Cette commission, composée de dix-huit membres représentant tous les secteurs concernés par la problématique de l'environnement, à savoir des élus, des experts scientifiques et juridiques, des représentants des partenaires sociaux, des associations et des entreprises, a procédé à de nombreuses consultations afin de remettre un texte qui puisse servir de base au travail pour le Gouvernement et pour le Parlement.
Par ailleurs, vous le savez, mesdames, messieurs les sénateurs, les contributions recueillies à l'occasion du questionnaire adressé à plus de 55 000 acteurs régionaux et les quatorze assises territoriales ont permis de prendre en compte les avis de la société civile et d'alimenter les réflexions de la commission.
C'est sur la base de ce texte, remis au Président de la République, que mes services, en liaison avec le ministère de l'écologie et du développement durable, ont élaboré un projet de révision constitutionnelle, arbitré par le Chef de l'Etat, et qui a été adopté en Conseil des ministres en juin 2003.
Ce texte est donc le fruit d'un débat démocratique, transparent, tel que le promeut la convention d'Aarhus et tel que le proclame l'article 7 de la charte elle-même.
Ce débat s'est bien évidemment poursuivi devant l'Assemblée nationale, dont les apports furent importants.
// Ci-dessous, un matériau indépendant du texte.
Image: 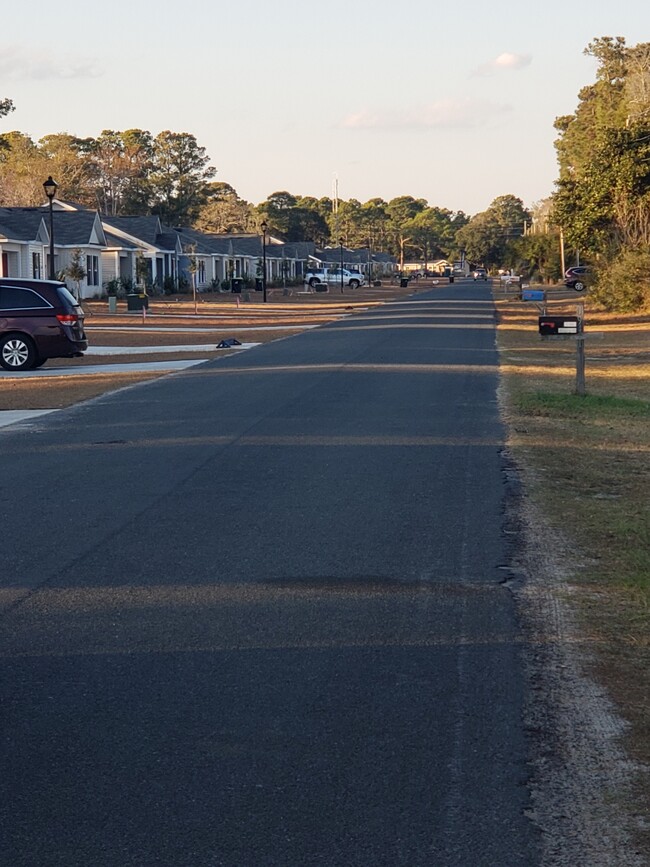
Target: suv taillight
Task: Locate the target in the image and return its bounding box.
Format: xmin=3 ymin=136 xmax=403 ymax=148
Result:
xmin=56 ymin=313 xmax=79 ymax=325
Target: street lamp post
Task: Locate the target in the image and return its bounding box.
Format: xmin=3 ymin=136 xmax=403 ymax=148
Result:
xmin=260 ymin=222 xmax=268 ymax=304
xmin=43 ymin=175 xmax=58 ymax=280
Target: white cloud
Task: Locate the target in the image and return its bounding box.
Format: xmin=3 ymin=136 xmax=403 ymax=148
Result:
xmin=473 ymin=51 xmax=533 ymax=75
xmin=0 ymin=45 xmax=104 ymax=81
xmin=340 ymin=99 xmax=512 ymax=130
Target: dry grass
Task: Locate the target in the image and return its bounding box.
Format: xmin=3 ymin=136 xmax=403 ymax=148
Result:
xmin=496 ymin=288 xmax=650 ymax=803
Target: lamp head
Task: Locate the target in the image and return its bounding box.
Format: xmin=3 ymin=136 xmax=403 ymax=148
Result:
xmin=43 ymin=175 xmax=59 ymax=201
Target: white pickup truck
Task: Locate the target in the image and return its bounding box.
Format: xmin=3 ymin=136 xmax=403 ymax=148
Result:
xmin=305 ymin=268 xmax=366 ymax=289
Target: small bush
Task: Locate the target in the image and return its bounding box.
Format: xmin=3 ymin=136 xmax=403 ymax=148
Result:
xmin=591 ymin=247 xmax=650 ymax=313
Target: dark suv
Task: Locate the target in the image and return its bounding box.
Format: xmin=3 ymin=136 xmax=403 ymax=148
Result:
xmin=0 ymin=277 xmax=88 ymax=370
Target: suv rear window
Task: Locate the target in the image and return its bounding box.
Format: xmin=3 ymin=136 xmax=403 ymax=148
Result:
xmin=0 ymin=286 xmax=52 ymax=310
xmin=56 ymin=286 xmax=79 ymax=307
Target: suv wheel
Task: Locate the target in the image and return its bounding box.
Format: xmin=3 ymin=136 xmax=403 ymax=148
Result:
xmin=0 ymin=334 xmax=38 ymax=370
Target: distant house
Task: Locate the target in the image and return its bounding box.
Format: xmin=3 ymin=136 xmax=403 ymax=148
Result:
xmin=0 ymin=199 xmax=396 ymax=298
xmin=0 ymin=208 xmax=106 ymax=298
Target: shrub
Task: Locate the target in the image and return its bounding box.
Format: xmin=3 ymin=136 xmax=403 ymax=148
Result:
xmin=163 ymin=276 xmax=176 ymax=295
xmin=591 ymin=247 xmax=650 ymax=313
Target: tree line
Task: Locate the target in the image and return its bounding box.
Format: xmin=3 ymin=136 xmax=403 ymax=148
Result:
xmin=0 ymin=36 xmax=650 ymax=309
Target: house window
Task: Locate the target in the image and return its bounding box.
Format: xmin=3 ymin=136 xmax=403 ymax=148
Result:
xmin=86 ymin=256 xmax=99 ymax=286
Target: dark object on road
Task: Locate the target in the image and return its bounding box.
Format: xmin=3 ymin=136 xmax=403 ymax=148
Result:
xmin=0 ymin=277 xmax=88 ymax=370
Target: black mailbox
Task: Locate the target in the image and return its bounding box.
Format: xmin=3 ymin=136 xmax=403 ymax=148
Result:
xmin=539 ymin=316 xmax=580 ymax=337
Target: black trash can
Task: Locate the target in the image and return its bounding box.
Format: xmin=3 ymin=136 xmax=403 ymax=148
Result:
xmin=126 ymin=292 xmax=149 ymax=310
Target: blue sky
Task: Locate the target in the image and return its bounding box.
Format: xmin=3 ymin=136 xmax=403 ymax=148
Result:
xmin=0 ymin=0 xmax=650 ymax=214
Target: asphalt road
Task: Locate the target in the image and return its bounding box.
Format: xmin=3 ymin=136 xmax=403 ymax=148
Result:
xmin=0 ymin=282 xmax=540 ymax=867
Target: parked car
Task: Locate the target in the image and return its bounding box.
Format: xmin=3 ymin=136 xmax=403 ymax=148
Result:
xmin=0 ymin=277 xmax=88 ymax=370
xmin=564 ymin=265 xmax=589 ymax=292
xmin=304 ymin=268 xmax=366 ymax=289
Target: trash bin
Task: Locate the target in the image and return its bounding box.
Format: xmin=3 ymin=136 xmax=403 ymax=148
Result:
xmin=126 ymin=292 xmax=149 ymax=310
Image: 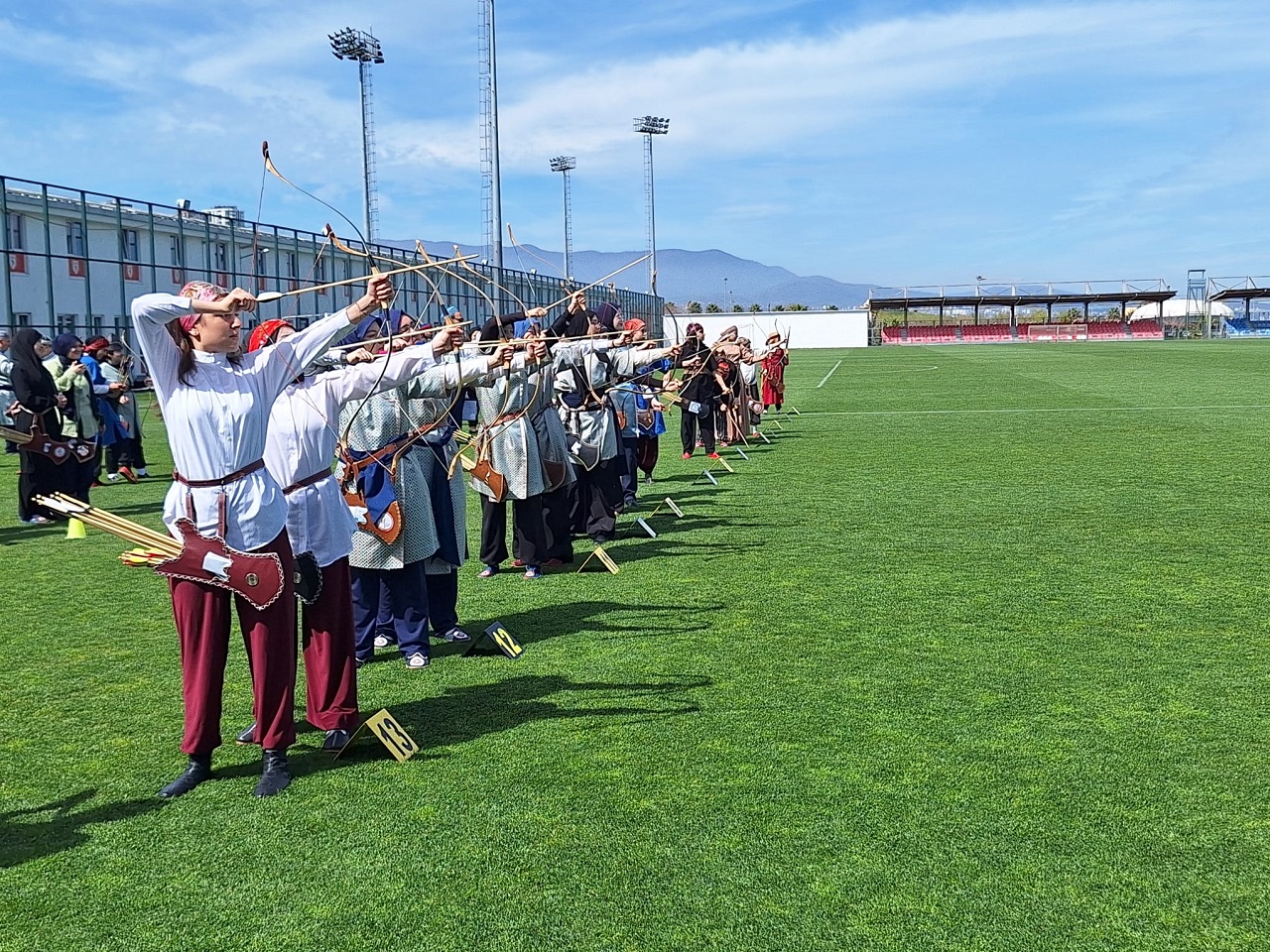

J'y reviendrai ultérieurement.
En deuxième lieu, je souligne que le Gouvernement a fait le choix d'une « écologie humaniste » puisque, sur les sept considérants, six se réfèrent expressément à l'homme ou à l'humanité. Une « écologie humaniste » est une écologie qui scelle l'alliance de l'environnement, de la science et du progrès économique au service de l'homme. La charte ne saurait être un obstacle au progrès et à la recherche scientifiques et technologiques, mais elle doit leur offrir un cadre favorable en les inscrivant dans la durée.
La préservation de l'environnement est, en effet, qualifiée par le sixième considérant « d'intérêt fondamental de la nation », au même titre que le sont l'indépendance de la nation, sa sécurité, sa défense, sa diplomatie ou la sauvegarde de sa population en France et à l'étranger. Cela signifie nettement que le droit à l'environnement ne saurait être un droit absolu et qu'une conciliation devra être opérée entre la préservation de l'environnement et les autres intérêts fondamentaux de la nation.
En troisième lieu, je précise que la charte proclame conjointement des droits et des devoirs. Une fois modifié, le Préambule de la Constitution renverra aux droits et aux devoirs définis dans la charte de l'environnement. Ce choix, qui est une option fondatrice clairement affichée par le Chef de l'Etat, résulte de l'éthique de responsabilité dont il a voulu que la charte s'inspire.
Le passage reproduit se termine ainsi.